Een frees is een werktuig dat bestaat uit een draaiende cilinder of schijf met scherpe tanden, vergelijkbaar met een beitel. Deze wordt gebruikt door middel van een freesmachine. In diverse materialen, zoals hout of metaal, kunnen hiermee spanen worden gesneden en kunnen velerlei vormen, randen en groeven worden gemaakt.

 

Er bestaan veel verschillende soorten frezen. Zo heb je de ‘holprofielfrees’ en de ‘schrobfrees’ (ook wel: ‘ruwfrees’). Deze wordt meestal gebruikt in de verwerking van kunststof, metaal en hout.

 

De schrobfrees kent eveneens een aantal verschillende soorten. Over het algemeen lenen deze zich goed voor het bewerken (verspanen) van een grote hoeveelheid materiaal, waarbij de gladheid en precieze vorm van een oppervlak van minder groot belang is of later nog kan worden aangepast.

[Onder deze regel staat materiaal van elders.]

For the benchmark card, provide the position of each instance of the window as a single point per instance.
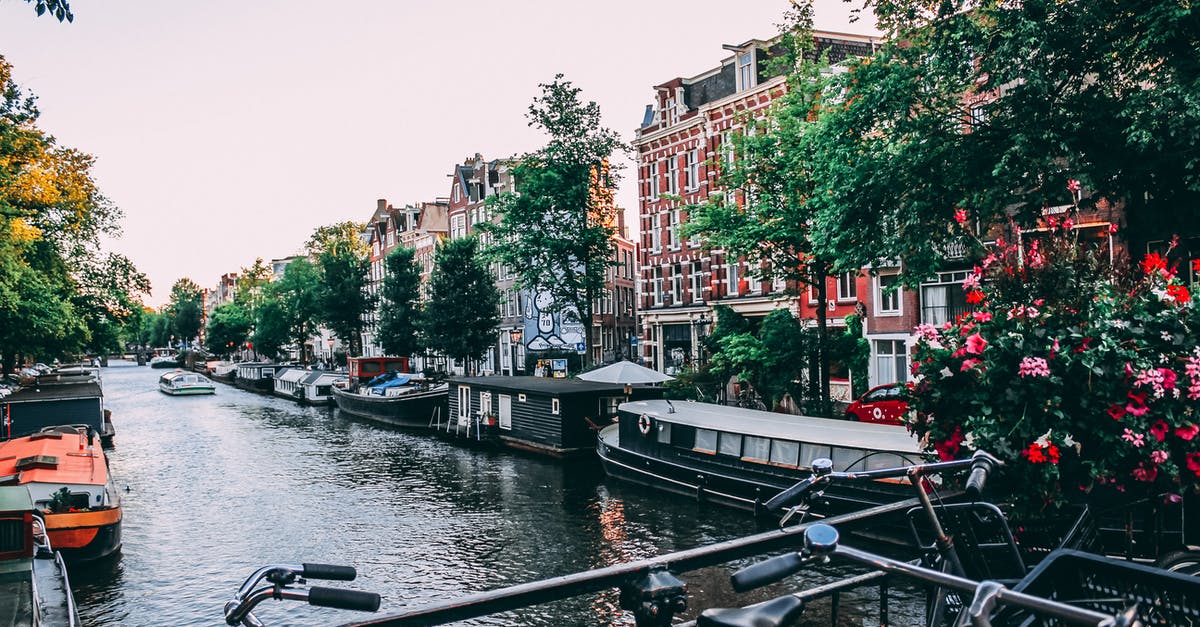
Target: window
(887, 294)
(847, 286)
(891, 362)
(653, 175)
(747, 77)
(693, 171)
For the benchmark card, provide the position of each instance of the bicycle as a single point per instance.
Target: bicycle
(240, 610)
(1173, 598)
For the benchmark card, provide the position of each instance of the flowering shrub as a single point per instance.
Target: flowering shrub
(1078, 377)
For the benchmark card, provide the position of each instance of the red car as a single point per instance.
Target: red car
(881, 405)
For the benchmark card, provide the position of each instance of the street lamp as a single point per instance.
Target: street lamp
(514, 340)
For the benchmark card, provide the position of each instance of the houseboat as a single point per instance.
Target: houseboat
(37, 406)
(742, 458)
(34, 585)
(256, 376)
(395, 399)
(287, 382)
(316, 388)
(184, 383)
(66, 475)
(557, 417)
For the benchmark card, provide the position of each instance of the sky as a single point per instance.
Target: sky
(228, 130)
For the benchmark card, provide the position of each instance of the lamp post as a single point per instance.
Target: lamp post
(514, 340)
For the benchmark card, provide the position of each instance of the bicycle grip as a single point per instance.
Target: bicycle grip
(328, 571)
(790, 495)
(342, 598)
(767, 572)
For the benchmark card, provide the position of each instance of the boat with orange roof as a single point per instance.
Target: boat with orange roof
(66, 473)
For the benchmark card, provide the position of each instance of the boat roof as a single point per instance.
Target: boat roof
(83, 389)
(778, 425)
(76, 464)
(540, 384)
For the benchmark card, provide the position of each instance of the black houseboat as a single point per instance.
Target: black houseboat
(51, 404)
(742, 458)
(558, 417)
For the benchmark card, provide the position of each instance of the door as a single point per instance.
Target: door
(505, 411)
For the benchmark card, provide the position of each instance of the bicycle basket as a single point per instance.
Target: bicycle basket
(1108, 585)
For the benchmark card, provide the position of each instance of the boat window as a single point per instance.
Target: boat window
(784, 452)
(843, 458)
(730, 445)
(756, 448)
(811, 452)
(706, 441)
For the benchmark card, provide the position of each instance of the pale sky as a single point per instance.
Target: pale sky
(228, 130)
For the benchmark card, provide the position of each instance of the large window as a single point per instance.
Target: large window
(891, 362)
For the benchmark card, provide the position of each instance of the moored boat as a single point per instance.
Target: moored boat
(742, 458)
(184, 383)
(66, 475)
(35, 590)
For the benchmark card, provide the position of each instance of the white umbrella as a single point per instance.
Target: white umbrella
(625, 374)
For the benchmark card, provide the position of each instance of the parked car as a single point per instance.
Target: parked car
(881, 404)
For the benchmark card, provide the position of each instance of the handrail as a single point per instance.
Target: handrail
(565, 586)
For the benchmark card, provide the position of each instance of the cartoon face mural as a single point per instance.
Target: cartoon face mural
(550, 329)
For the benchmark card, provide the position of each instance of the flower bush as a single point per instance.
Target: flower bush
(1083, 378)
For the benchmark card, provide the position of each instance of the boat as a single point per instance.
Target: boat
(35, 589)
(395, 399)
(317, 387)
(49, 402)
(184, 383)
(67, 477)
(742, 458)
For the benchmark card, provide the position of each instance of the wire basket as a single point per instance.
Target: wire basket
(1110, 586)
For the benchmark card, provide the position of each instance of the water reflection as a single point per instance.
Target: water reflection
(219, 485)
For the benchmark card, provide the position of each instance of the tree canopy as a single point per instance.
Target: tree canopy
(556, 228)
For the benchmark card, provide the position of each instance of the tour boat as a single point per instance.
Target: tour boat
(34, 585)
(395, 399)
(742, 458)
(184, 383)
(66, 475)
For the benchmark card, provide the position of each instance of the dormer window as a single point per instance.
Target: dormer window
(747, 75)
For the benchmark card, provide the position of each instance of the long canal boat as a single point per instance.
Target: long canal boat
(742, 458)
(66, 475)
(35, 590)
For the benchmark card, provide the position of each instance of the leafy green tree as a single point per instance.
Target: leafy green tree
(299, 293)
(1102, 93)
(342, 257)
(462, 310)
(229, 326)
(186, 309)
(401, 304)
(556, 230)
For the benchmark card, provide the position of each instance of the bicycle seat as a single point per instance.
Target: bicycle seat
(781, 610)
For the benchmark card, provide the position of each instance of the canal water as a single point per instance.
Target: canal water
(215, 487)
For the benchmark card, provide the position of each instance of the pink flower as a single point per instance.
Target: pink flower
(1033, 366)
(976, 344)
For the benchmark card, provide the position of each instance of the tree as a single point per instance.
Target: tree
(1101, 93)
(462, 310)
(342, 257)
(763, 210)
(228, 327)
(401, 304)
(186, 309)
(556, 230)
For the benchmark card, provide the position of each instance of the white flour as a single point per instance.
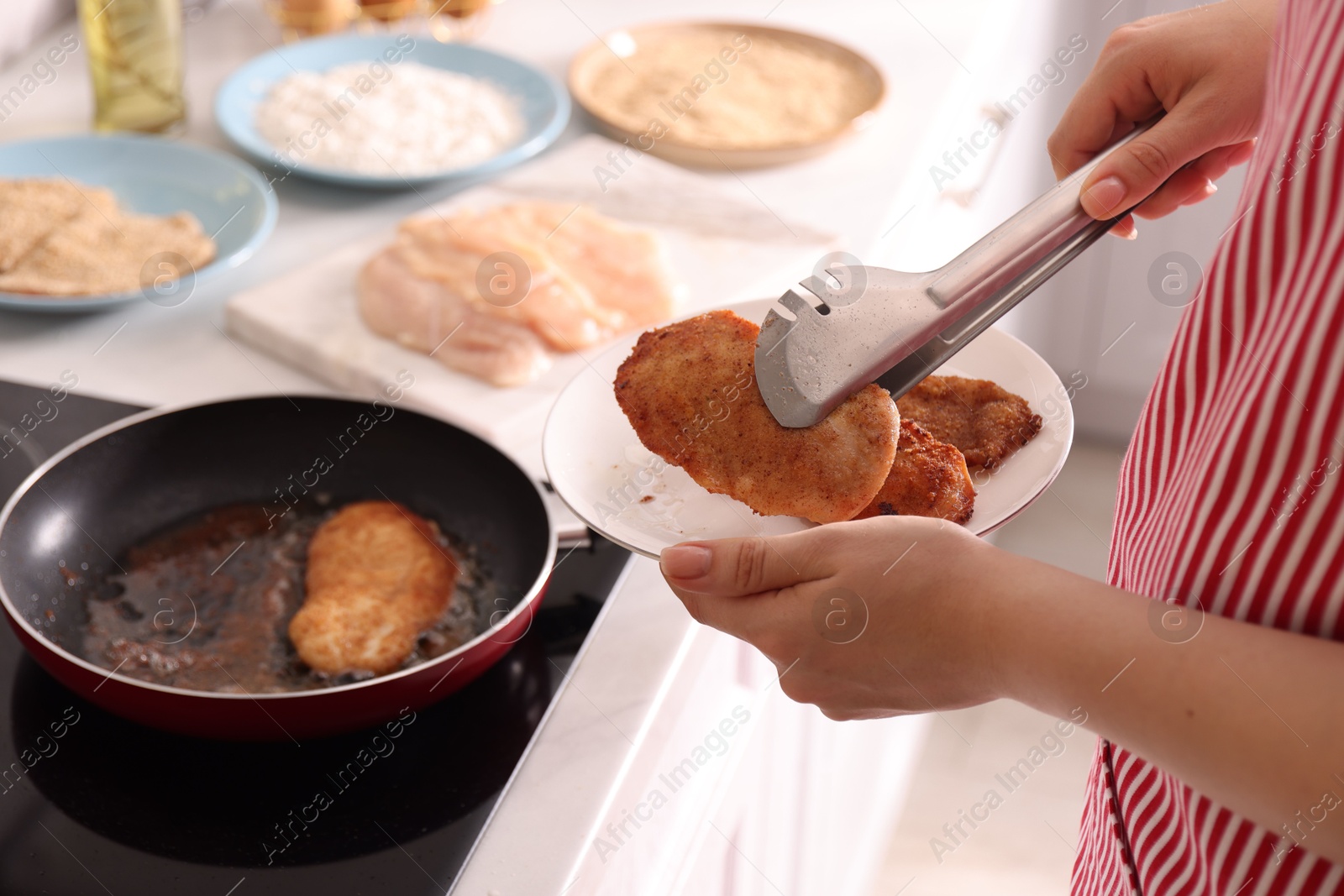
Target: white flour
(401, 120)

Dit wordt ‘voorfrezen’ of ‘ruwfrezen’ genoemd.

 

De kwaliteit van de schrobfrees hangt af van het type en de beoogde werking.

 

Een voorbeeld daarvan is de specifieke tandvorm. Schrobfrezen met een grovere tandvorm hebben doorgaans een hoger verspanend vermogen. De gebruiksduur is hierbij korter en het gefreesde materiaaloppervlak is ruw. Fijnere schrobfrezen hebben daarentegen veelal een langere gebruiksduur en creëren een gladder oppervlak.

 

Een ander verschil in uitvoering heeft betrekking op de spiraal van de frees en het te bewerken materiaal. Schrobfrezen met een negatieve en positieve spiraal zijn met name geschikt voor het voorfrezen van massief hout, multiplex en onbekleed plaatmateriaal op houtbasis. De negatieve spiraal zorgt voor een snijdruk naar beneden, waar de positieve spiraal opwaarts werkt. Een schrobfrees met beide soorten spiralen komt juist weer goed van pas bij bekleed plaatmateriaal op houtbasis. Bovendien bestaan er schrobfrezen die speciaal gemaakt zijn voor de bewerking van aluminium, lood en koper.